This world - the titular Arkham City, a large walled-off section of Gotham City transformed into an open-air prison - is the star of the game. While nearly all of Batman's major nemeses make appearances, their presence is largely limited to non-interactive scenes, leaving the gothic, post-apocalyptic ruin of Arkham City to take center stage. It's a phantasmagoric landscape of crumbling ruins, blazing lights, and deep shadows calling to mind not the grim semi-realism of Christopher Nolan's recent films but the surreal, fantastical architecture of Tim Burton's and especially Joel Schumacher's (minus the comic farce).

With the open city populated by gangs of thugs loyal to one or another supervillain, the game offers players an idea of what the night-to-night existence of Batman might be like between stopping supervillains' doomsday schemes. It's in these moments, driven purely by the basic gameplay mechanics - whether moving between missions or just exploring Arkham City - that players feel the most like Batman. Or the most unlike him, when they accidentally stumble upon a thug carrying an assault rifle and find themselves gunned down in a few bursts.

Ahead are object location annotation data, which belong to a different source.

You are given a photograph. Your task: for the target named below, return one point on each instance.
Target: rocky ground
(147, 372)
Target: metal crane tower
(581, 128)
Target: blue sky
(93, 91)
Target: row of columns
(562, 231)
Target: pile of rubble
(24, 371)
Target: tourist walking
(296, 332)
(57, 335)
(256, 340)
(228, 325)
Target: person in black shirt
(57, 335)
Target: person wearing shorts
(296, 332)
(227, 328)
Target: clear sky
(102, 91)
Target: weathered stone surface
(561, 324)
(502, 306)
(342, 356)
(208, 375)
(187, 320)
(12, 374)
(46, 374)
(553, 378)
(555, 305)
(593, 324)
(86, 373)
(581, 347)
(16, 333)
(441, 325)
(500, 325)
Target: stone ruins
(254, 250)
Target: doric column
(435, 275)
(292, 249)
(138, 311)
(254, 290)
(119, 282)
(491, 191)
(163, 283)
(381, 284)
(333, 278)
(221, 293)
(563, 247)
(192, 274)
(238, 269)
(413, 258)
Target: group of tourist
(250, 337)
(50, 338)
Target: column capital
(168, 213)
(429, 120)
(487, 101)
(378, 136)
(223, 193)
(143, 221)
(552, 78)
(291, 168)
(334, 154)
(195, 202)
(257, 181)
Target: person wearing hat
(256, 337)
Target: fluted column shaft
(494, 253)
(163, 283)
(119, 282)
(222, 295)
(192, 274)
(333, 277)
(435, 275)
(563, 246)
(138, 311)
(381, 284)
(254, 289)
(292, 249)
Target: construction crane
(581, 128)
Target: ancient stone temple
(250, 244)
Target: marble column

The game, however, never seems entirely comfortable with its openness. It's perhaps understandable that the main missions take place in linear building interiors and contain frequent non-interactive scenes, especially when those scenes feature the likes of the Joker and the Penguin. It's less forgivable when such cinematic sequences see Batman outwitted by foes the player would have no trouble defeating, forcing him to look dumb in order to advance the developers' script. There are also a number of instances when Batman's tools are arbitrarily disallowed in obviously appropriate situations to force players into a scripted, and frequently unintuitive, solution. These occurrences, however, are infrequent blemishes in a lengthy, sprawling, and accomplished game.

Batman: Arkham City is available for Xbox 360 and PlayStation 3 for $59.99. It is scheduled to be released for PC for $49.99 on November 22.